Since the expanded child tax credit has been a success and has helped millions of struggling families, it makes no sense to most reasonable people to shut it down. Clearly, there's lots to be angry about in the country these days, but ending the child tax credit boost is downright cruel, short-sighted, and self-defeating.
Democrat Joe Manchin, the Maserati-driving, yacht-owning Senator from West Virginia, doesn't see it that way. He's targeting the tax credit for families and holding up the Build Back Better Act. It must be that he thinks struggling West Virginia families don't need a little cash. One wonders if his staffers haven't told him that without the cash boost, hundreds of thousands of kids could be pushed back below the poverty line. Maybe Manchin hasn't read reports showing that the payments have slashed poverty and hunger rates, lifting up millions of kids into healthier and more secure lives. It seems like a no-brainer to most reasonable people that giving people money to buy food is more efficient than giving out food. There's a powerful economic argument for the tax credit, too. The recipients aren't the only ones who benefit. According to a congressional estimate, the payments put an estimated $19.3 billion back into local economies every month.
Most people agree that lifting kids out of poverty is the right thing to do, although the moral argument doesn't move Manchin and the Republican Grinches, who consider the child tax credit payments to be handouts to the undeserving, who should be pulling themselves up by their bootstraps. It's trickle up economics to extend the program for another year, as was proposed in the legislation currently stalled in the Senate, where his royal highness Joe Manchin, won't hear of it. He and the Republicans are suddenly worried about expanding the deficit. Curious how that fear never seems to be an issue when it comes to blowing big holes in the nation's budget with defense spending the Pentagon didn't even request, or with tax cuts for the wealthy. Or how about those fossil fuel subsidies for which Manchin has gone mano-a-mano to the mat. The tens of millions of families getting the tax credit have no juice compared to the rich and influential people who have Manchin's and Republican Grinches' ears.
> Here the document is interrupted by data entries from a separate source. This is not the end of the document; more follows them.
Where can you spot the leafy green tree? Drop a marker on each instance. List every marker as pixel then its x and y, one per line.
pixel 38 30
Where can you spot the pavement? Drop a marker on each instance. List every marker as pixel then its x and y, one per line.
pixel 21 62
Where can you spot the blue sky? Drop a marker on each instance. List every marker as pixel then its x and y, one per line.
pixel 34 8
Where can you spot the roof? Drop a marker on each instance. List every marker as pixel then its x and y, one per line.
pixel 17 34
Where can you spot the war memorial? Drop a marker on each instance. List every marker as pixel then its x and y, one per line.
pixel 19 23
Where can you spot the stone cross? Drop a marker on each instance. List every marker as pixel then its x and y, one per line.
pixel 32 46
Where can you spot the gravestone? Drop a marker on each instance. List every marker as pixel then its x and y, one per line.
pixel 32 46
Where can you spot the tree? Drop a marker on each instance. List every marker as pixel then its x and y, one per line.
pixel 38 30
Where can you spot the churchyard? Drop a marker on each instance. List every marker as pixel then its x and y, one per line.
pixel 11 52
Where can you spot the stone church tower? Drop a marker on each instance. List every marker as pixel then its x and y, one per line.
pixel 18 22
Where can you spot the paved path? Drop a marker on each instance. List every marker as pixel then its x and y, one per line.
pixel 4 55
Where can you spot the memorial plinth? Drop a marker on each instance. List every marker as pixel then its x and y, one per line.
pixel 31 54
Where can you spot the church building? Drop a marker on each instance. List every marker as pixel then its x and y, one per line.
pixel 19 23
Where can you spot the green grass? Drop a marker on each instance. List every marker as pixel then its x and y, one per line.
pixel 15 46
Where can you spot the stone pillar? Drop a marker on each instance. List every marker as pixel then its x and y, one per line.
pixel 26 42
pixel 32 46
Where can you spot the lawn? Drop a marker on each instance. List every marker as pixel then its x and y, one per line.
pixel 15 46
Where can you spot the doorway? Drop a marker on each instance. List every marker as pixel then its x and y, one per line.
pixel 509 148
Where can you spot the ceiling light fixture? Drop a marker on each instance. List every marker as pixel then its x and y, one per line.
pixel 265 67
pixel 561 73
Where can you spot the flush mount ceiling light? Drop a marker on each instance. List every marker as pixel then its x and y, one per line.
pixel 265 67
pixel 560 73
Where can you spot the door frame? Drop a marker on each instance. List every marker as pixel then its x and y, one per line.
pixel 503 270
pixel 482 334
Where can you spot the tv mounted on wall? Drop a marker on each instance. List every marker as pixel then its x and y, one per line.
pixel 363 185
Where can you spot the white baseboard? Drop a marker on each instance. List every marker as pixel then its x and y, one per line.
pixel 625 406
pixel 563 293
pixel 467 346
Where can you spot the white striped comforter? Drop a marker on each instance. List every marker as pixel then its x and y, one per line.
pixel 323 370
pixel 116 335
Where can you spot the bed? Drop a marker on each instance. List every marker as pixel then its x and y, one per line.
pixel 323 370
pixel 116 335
It's just fine that Elon Musk and his billionaire ilk have enough money to send up rockets for 10 minutes, avoid paying their fair share of taxes, even as he and his crew of moguls rake in millions in taxpayer-funded research subsidies and pandemic assistance. That's perfectly acceptable, so long as there's no danger undeserving families are benefitting from hungry kids being fed.
The last child tax credit checks hit families' bank accounts this week, right before Christmas. Bah humbug Manchin and his Scrooge-like colleagues don't give a hoot for the nation's Tiny Tims. They omit the "everyone" in Tiny Tim's wish: "God bless us everyone."
As you may know, the child tax credit payments began in July as authorized under the American Rescue Plan and have gone to the families of about 60 million kids, about 1 million of them here in my state, Massachusetts. Depending on their income, those families got up to $300 per child per month. According to Allison Bovell-Ammon, director of policy strategy at the Children's Healthwatch at Boston Medical Center, which has been analyzing the payments, some 160,000 kids in my state avoided falling below the poverty line because of the payments.
According to a story in The Boston Globe, researchers from Columbia University found that every dollar in child tax credit payments returns eight dollars in long-term savings. Why? Because "better-fed, more economically stable families mean healthier kids and parents (so lower health care costs), better educational outcomes, higher-paying jobs, and longer, more productive lives." Bovell-Ammon said, "We think about diet-related diseases like cardiovascular diseases and diabetes and the toll they take, but food insecurity and poverty affect so many aspects of someone's ability to be healthy and do well in school."
The proposal in the bill stalled in Congress by Manchin and the family values Republicans (who seem to care more about protecting zygotes than living kids) aims to extend the child tax credit for another year. Many policymakers think it makes sense to extend it permanently, though. I stress, before you go bonkers, that's not what is currently on the table.